View costs in Snowsight¶

To explore the cost of sensitive data classification:

  1. Sign in to Snowsight.

  2. Switch to a role with access to cost and usage data.

  3. In the navigation menu, select Admin » Cost management.

  4. Select a warehouse to use to view the usage data. Snowflake recommends using an XS warehouse for this purpose.

  5. Select Consumption.

  6. From the Usage Type drop-down, select Compute.
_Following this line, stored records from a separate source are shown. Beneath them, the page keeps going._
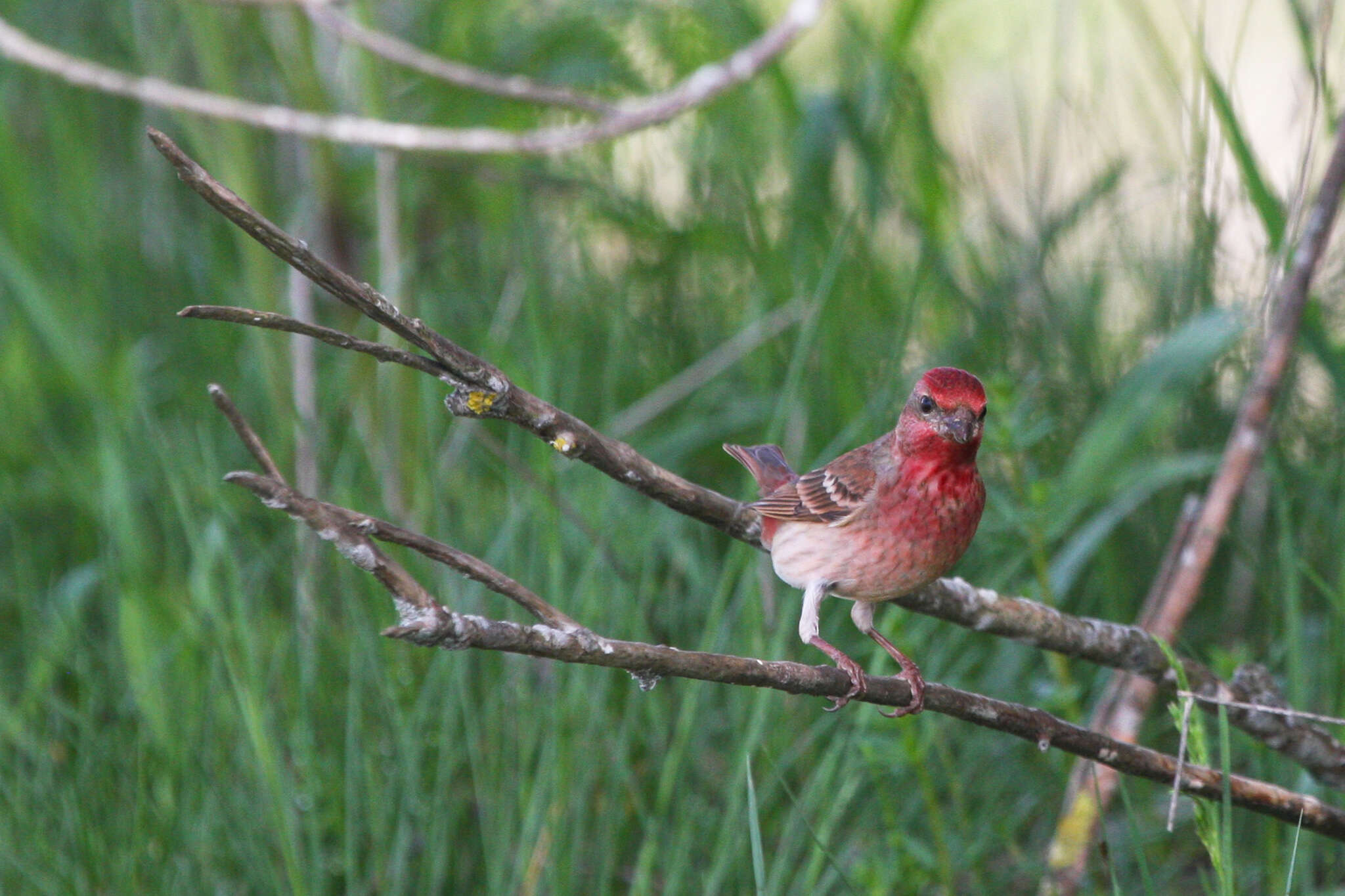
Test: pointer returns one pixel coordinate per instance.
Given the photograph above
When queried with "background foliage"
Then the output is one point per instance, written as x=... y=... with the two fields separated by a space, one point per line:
x=1076 y=202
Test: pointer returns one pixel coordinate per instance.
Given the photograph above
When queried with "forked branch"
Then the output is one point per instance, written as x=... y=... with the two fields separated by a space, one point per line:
x=426 y=622
x=482 y=390
x=697 y=89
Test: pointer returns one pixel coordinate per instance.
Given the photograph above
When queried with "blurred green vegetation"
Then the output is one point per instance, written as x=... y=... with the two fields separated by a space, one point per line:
x=174 y=720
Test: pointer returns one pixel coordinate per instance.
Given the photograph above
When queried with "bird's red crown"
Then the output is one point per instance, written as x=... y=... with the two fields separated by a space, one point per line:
x=951 y=386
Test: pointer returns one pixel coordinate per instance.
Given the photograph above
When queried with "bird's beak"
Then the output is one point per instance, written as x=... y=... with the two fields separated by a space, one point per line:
x=962 y=425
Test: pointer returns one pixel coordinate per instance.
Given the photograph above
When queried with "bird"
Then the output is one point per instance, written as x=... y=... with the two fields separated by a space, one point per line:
x=879 y=522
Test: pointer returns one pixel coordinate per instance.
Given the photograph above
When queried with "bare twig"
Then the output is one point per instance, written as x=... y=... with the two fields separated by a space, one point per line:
x=1178 y=586
x=481 y=389
x=282 y=498
x=455 y=73
x=428 y=624
x=1247 y=441
x=245 y=433
x=1181 y=762
x=701 y=86
x=271 y=320
x=1264 y=707
x=953 y=599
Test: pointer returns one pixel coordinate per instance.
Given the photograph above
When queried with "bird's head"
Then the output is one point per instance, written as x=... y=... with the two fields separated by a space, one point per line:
x=943 y=417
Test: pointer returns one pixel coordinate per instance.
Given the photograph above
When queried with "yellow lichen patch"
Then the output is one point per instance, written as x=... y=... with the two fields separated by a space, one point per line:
x=479 y=402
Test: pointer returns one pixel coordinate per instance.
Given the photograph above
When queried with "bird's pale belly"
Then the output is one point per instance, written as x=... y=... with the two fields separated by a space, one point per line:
x=864 y=561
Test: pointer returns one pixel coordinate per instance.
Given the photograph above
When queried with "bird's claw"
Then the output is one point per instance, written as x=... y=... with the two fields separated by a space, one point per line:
x=857 y=684
x=911 y=675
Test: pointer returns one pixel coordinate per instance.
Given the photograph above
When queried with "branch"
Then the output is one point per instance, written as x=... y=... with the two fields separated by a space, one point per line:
x=428 y=624
x=455 y=73
x=1191 y=551
x=1247 y=441
x=697 y=89
x=482 y=390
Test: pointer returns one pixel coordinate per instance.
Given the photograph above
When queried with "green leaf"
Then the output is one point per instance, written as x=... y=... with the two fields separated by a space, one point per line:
x=1269 y=206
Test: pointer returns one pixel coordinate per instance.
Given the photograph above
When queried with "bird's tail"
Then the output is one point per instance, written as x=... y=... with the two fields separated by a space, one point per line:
x=766 y=464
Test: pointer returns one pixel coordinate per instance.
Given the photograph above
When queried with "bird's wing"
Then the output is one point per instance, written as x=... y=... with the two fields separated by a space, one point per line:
x=833 y=494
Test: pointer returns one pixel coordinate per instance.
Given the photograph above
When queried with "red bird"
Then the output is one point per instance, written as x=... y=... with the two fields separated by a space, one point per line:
x=881 y=521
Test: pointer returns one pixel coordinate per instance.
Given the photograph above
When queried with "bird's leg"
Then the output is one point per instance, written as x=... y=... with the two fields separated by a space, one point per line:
x=813 y=597
x=862 y=616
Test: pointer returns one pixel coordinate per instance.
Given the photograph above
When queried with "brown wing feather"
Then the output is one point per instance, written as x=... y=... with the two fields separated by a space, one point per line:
x=831 y=494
  7. From the Service Type drop-down, select Sensitive Data Classification.

Use SQL to query costs¶

You can query views in the ACCOUNT_USAGE and ORGANIZATION_USAGE schemas to determine how much was spent on automatically classifying sensitive data. To monitor credit consumption, query the following views:

METERING_HISTORY view (ACCOUNT_USAGE)

Lets you retrieve the hourly cost of automatic classification by focusing on SENSITIVE_DATA_CLASSIFICATION in the SERVICE_TYPE column. For example:

SELECT
  service_type,
  start_time,
  end_time,
  entity_id,
  name,
  credits_used_compute,
  credits_used_cloud_services,
  credits_used,
  budget_id
  FROM SNOWFLAKE.ACCOUNT_USAGE.METERING_HISTORY
  WHERE service_type = 'SENSITIVE_DATA_CLASSIFICATION';
Copy
METERING_DAILY_HISTORY view (ACCOUNT_USAGE and ORGANIZATION_USAGE)

Lets you retrieve the daily cost of automatic classification by focusing on SENSITIVE_DATA_CLASSIFICATION in the SERVICE_TYPE column. For example:

SELECT
  service_type,
  usage_date,
  credits_used_compute,
  credits_used_cloud_services,
  credits_used
  FROM SNOWFLAKE.ACCOUNT_USAGE.METERING_DAILY_HISTORY
  WHERE service_type = 'SENSITIVE_DATA_CLASSIFICATION';
Copy
USAGE_IN_CURRENCY_DAILY (ORGANIZATION_USAGE)

Lets you retrieve the daily cost of automatic classification by focusing on SENSITIVE_DATA_CLASSIFICATION in the SERVICE_TYPE column. Use this view to determine the cost in currency, not credits.

Supported objects¶

Snowflake supports classifying data stored in all types of Snowflake tables and views.

Note that Snowflake does not support classification on shared tables and shared schemas from the consumer’s side. If a table is created by the provider and placed into the provider’s outbound share, the classification only works if it is called from the provider’s side.

Supported data types¶

You can classify table and view columns for all supported data types except for the following data types:

  • ARRAY

  • BINARY

  • DECFLOAT

  • GEOGRAPHY

  • OBJECT

  • VARIANT (except when the column data type is cast to a NUMBER or STRING data type)

  • VECTOR

Note

  • Unstructured data like long text stored in columns is not supported.

  • JSON, XML, or other semi-structured data is not supported

Limitations and considerations¶

  • Classification profiles cannot be set on a reader account.

  • A classification profile cannot be set on more than 1,000 databases.

  • A classification profile cannot be directly set on more than 10,000 schemas.

  • A maximum of 100 million tables can be classified in a schema.

  • You cannot automatically classify a table if it has any of the following characteristics:

    • More than 10,000 columns.

    • A column with a name that has more than 255 characters.

    • A column with a name that includes the $ character.